Qui plus est, depuis que le centre ESA a été transformé officiellement en ESEC (European Space Security and Education Center), en 2017, l’éducation est devenue l’une des trois missions majeures du site, aux côtés de sa spécialisation en cub sats (satellites de format cube) et en cybersécurité. Et ce, pour l’ensemble des états-membres.
Deux autres éditions en 2023 et 2024
Si l’édition 2023 de CyberWal in Galaxia s’est limitée, essentiellement, à deux nationalités d’étudiants et de chercheurs et s’est focalisée sur des cyber-matières assez classiques, les éditions 2023 et 2024 déjà planifiées s’ouvriront à davantage de participants et de nationalités (en ce compris du côté des formateurs et experts) et aborderont des thématiques plus ciblées. L’un des thèmes majeurs de l’édition de 2023 sera par exemple la cryptographie quantique. Avec ses potentielles applications pour la sécurisation des données et des engins spatiaux
“Ne pas sourire” quand on parle d’ambition Cyber Valley
Les nouvelles missions données depuis plusieurs années au centre ESA de Transinne (notamment la cybersécurité appliquée à des fins spatiales) et les investissements de la Région dans ces matières (au travers du programme CyberWal et des dispositifs de recherche et de tests implantés à Transinne) sont une opportunité pour la Wallonie de jouer plus “hardiment” la carte de cet enjeu majeur.
Elle compte donc reproduire ce qui a par exemple été fait, par le passé, en matière de biotech : concentrer les investissements, les coordonner, susciter l’attraction de talents et la naissance de sociétés et d’un écosystème complet.
Opportunité qui semble d’autant plus logique que la cybersécurité, dans le spatial mais dans bien d’autres domaines encore, est aussi une priorité européenne et que l’Europe et/ou l’ESA investissent largement en la matière…
Reste à s’en convaincre et à le vouloir. C’est un peu le message que faisait passer le professeur Axel Legay (UCLouvain, CyberWal) lors de la présentation de la première promotion d’étudiants CyberWal in Galaxia. Face à la multiplication des attaques et formes d’attaques, face à la menace d’entités mais aussi d’“états-voyou”, face à l’hybridation des menaces, “le continuent européen doit se protéger et doit coordonner sa cybersécurité”, déclarait-il. Selon lui, la bonne nouvelle, pour de petits pays comme la Belgique, qui n’ont pas de grande armée, est qu’ils ont par contre de très bons cyber-cerveaux.

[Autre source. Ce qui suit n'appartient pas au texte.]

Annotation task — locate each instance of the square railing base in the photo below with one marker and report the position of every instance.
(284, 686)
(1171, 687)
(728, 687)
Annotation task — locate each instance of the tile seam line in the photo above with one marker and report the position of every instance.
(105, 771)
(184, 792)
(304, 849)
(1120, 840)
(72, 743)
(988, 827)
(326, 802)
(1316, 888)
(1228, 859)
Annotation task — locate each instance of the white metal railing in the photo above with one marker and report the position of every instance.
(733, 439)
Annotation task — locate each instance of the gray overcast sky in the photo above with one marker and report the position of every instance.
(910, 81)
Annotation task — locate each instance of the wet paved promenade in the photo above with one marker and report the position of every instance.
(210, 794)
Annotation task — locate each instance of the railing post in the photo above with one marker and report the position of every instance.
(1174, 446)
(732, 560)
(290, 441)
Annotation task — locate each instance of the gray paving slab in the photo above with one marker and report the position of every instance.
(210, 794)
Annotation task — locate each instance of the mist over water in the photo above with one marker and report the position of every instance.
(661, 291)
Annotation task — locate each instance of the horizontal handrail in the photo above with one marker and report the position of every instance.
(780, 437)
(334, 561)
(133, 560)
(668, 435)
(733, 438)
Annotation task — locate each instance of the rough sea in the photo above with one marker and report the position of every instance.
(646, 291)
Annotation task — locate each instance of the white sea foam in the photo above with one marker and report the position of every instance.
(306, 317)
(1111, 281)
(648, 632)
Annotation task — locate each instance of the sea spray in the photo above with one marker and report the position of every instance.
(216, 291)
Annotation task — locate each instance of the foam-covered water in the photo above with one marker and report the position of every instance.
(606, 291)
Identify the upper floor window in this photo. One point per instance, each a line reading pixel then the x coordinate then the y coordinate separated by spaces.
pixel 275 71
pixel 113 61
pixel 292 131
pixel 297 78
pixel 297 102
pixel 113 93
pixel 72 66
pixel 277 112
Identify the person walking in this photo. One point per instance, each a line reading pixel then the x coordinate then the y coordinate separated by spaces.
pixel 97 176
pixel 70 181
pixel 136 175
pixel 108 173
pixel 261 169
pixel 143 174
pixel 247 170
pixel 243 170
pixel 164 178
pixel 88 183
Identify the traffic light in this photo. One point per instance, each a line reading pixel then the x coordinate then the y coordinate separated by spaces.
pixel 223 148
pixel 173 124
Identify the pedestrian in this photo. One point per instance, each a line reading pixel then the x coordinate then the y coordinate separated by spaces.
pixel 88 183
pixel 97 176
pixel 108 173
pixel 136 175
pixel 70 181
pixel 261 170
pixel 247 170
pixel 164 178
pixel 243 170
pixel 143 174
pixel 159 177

“La Belgique peut devenir un leader européen pour coordonner la cybersécurité européenne. Nous avons, en Wallonie, parmi les meilleurs experts au monde, qui travaillent notamment pour de grands groupes de l’industrie ou du numérique. Des experts qui sont reconnus par leurs pairs à l’international et par les centres d’expertise étrangers en cybersécurité. Mais on n’est pas assez fier de cette expertise qui, pourtant, n’existe pas ailleurs.
Techniquement, on est aussi compétitif que les Etats-Unis. Mais on n’y croit pas. Il faut davantage le faire et il faut davantage de prise de risque [Ndlr: ou d’initiatives?] de la part des autorités.”
Il faut créer un environnement où il y a une place de choix pour les ingénieurs en cybersécurité. Il faut faire rêver de cette profession, déclarait-il encore en substance. “Oui, une Cyber Valley wallonne est possible. Il ne faut pas en sourire…”.